A questão que se coloca é se devemos utilizá-lo todo com o mesmo padrão de ocupação, questão que também já se começa a colocar mais a interior, na zona do Alqueva. Se deve ser monocultura ou não, se devem ser culturas permanentes ou não
E no nosso litoral, além da questão de ser intensiva, há ainda a questão sobre se deve ser coberta ou descoberta, se é de muita exigência de mão de-o-obra ou não
Portanto, os modelos podem perfeitamente ser diferenciadores e não haver um único padrão. É esta a questão que se coloca e quando desfocamos essa atenção estamos a perder um bocadinho da lucidez. Porque nós também não queremos inundar aquela zona de turismos e preferimos que eles sejam diversos e tenham ofertas diversificadas. Porque a vida é assim mesmo: feita de diversidade! E é por isso que luto: para que seja ocupado 100% do PRM, mas com diversidade.
Não tem de ser tudo estufas.
Não tem de ser tudo igual!
O Município de Odemira tem em marcha um plano de valorização do rio Mira, da barragem até à foz, em Vila Nova de Milfontes. Qual o ponto de situação?

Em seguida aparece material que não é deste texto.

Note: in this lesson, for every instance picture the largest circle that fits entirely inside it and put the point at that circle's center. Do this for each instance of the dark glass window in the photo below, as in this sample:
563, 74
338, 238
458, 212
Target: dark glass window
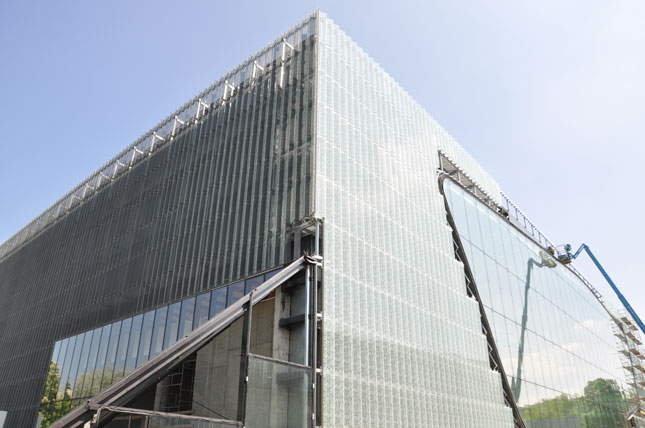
172, 325
218, 301
146, 337
82, 346
122, 351
68, 350
91, 364
201, 309
110, 356
235, 291
158, 331
252, 283
187, 315
133, 346
100, 360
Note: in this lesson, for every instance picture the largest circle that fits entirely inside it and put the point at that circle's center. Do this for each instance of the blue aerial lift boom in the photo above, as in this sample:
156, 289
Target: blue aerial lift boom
566, 257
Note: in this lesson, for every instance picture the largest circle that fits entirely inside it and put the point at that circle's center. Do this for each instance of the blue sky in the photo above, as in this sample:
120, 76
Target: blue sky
549, 96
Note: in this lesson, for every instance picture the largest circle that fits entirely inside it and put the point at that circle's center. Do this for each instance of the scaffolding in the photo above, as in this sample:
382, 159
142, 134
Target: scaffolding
632, 354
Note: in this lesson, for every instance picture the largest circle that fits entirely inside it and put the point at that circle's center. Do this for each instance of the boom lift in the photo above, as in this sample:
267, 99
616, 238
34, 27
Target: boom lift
566, 257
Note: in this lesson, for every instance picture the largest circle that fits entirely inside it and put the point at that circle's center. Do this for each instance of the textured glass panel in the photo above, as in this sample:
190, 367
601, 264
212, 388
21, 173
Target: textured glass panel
80, 355
174, 218
156, 421
122, 351
278, 395
64, 374
172, 324
88, 377
158, 331
186, 317
218, 301
133, 345
202, 306
146, 337
99, 371
555, 338
110, 357
252, 283
402, 343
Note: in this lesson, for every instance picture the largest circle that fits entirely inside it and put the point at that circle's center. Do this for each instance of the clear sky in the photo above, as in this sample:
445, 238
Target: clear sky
549, 96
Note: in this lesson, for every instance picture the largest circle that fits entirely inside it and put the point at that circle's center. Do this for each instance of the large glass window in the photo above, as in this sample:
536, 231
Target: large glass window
111, 355
554, 337
146, 338
122, 351
172, 325
235, 292
202, 306
218, 301
158, 331
101, 355
252, 283
186, 317
64, 374
133, 345
82, 347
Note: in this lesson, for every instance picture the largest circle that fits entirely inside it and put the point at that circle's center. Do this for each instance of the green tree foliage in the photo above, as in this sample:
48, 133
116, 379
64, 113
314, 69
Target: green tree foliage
602, 406
54, 404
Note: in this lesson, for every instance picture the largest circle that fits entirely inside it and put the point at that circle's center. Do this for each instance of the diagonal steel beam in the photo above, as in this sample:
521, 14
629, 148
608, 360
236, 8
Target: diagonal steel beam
153, 371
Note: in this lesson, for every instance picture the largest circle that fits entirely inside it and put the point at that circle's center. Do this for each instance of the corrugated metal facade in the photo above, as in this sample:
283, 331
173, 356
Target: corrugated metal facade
212, 206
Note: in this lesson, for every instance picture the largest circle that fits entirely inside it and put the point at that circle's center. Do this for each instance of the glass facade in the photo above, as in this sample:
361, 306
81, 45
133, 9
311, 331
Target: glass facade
137, 257
402, 342
134, 342
554, 336
204, 199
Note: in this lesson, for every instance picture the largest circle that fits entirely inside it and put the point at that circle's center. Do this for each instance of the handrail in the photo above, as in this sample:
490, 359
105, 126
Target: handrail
158, 367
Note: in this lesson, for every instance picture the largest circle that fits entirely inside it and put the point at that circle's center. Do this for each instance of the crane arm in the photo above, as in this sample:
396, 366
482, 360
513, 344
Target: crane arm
622, 298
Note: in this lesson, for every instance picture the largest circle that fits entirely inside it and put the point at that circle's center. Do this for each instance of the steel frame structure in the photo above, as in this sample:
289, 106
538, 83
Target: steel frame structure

Ainda esta semana foi concretizada uma visita de reconhecimento do território pela equipa de projecto, pela Câmara e pelos parceiros, para verificar algumas questões in loco e fechar esta primeira fase do plano. Estou convencido que até agora se conseguiu um bom modelo inicial, com grandes discussões, participações de todos os actores e discussões públicas em todos os locais deste território. Temos agora, com toda a certeza, todos os ingredientes para que o plano rapidamente fique elaborado nos próximos três/ quatro meses. E espero apresentar na próxima edição da FACECO a proposta preliminar. Com esse plano propõe-se o aproveitamento de todo este potencial criado por Santa Clara e pelo rio Mira. E lá está: neste plano estarão todas estas vertentes da diversidade que defendemos. As questões do aproveitamento turístico, ambiental, cultural, agrícola
Ou seja, é necessário ter a noção que sem esta diversidade faremos um mau plano. Outra das vertentes que vamos também lá ter é a questão náutica, tanto de recreio como numa base mais profissional. Portanto, o rio e a barragem têm um imenso potencial e geram ambos excelentes capacidades para que o território se desenvolva. E nós queremos fazê-lo de forma sustentada!